The 486: An FPU And Multipliers Too
The 486 is emblematic of a certain generation who were first discovering computers. In fact, the very famous 486 DX2/66 was long considered the minimum configuration for gamers. This processor, released in 1989, ushered in several interesting new features, like an on-chip FPU, data cache, and the first clock multiplier. The former consisted of an x87 coprocessor built into the 486 DX (not SX) series. An 8 KB Level 1 cache was built into the processor (write-through type, then write-back with slightly better performance). There was also the possibility of a Level 2 cache on the motherboard (at the bus frequency).

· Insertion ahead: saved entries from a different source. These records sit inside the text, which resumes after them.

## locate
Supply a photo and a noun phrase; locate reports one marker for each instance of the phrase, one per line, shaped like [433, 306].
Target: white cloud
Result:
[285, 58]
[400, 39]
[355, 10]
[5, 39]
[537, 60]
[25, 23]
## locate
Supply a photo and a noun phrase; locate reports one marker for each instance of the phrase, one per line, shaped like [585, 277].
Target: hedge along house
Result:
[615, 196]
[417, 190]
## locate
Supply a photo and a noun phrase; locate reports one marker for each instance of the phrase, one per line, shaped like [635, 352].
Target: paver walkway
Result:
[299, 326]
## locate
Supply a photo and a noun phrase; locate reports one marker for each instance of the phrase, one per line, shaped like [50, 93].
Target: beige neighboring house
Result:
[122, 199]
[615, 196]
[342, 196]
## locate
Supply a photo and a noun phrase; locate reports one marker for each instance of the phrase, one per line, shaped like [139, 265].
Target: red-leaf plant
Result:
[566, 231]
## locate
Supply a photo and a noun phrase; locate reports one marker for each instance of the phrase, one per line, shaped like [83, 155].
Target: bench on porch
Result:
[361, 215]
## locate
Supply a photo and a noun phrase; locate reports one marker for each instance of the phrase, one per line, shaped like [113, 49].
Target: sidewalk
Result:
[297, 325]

The second generation of 486s had a CPU multiplier, since the processor operated faster than the FSB, with DX2 (2x multiplier) and DX4 (3x multiplier) versions. Another anecdote: the “487SX” sold as an FPU for the 486SX was actually a full 486DX that disabled and took the place of the first processor.
|Code name||P4, P24, P24C|
|Data bus||32 bits|
|Address bus||32 bits|
|Maximum memory||4096 MB|
|L1 cache||8 KB|
|L2 cache||Motherboard (FSB frequency)|
|Clock frequency||16-100 MHz|
|Fabrication process||1,000–800 nm|
|Number of transistors||1,185,000|
|Voltage||5 V–3.3 V|
|Die surface area||81 - 67 mm²|
The DX4 had a 16 KB cache and a few more transistors: 1.6 million. This processor, using a 600 nm process and measuring 76 mm², consumed less power than the original 486 (at a voltage of 3.3 V).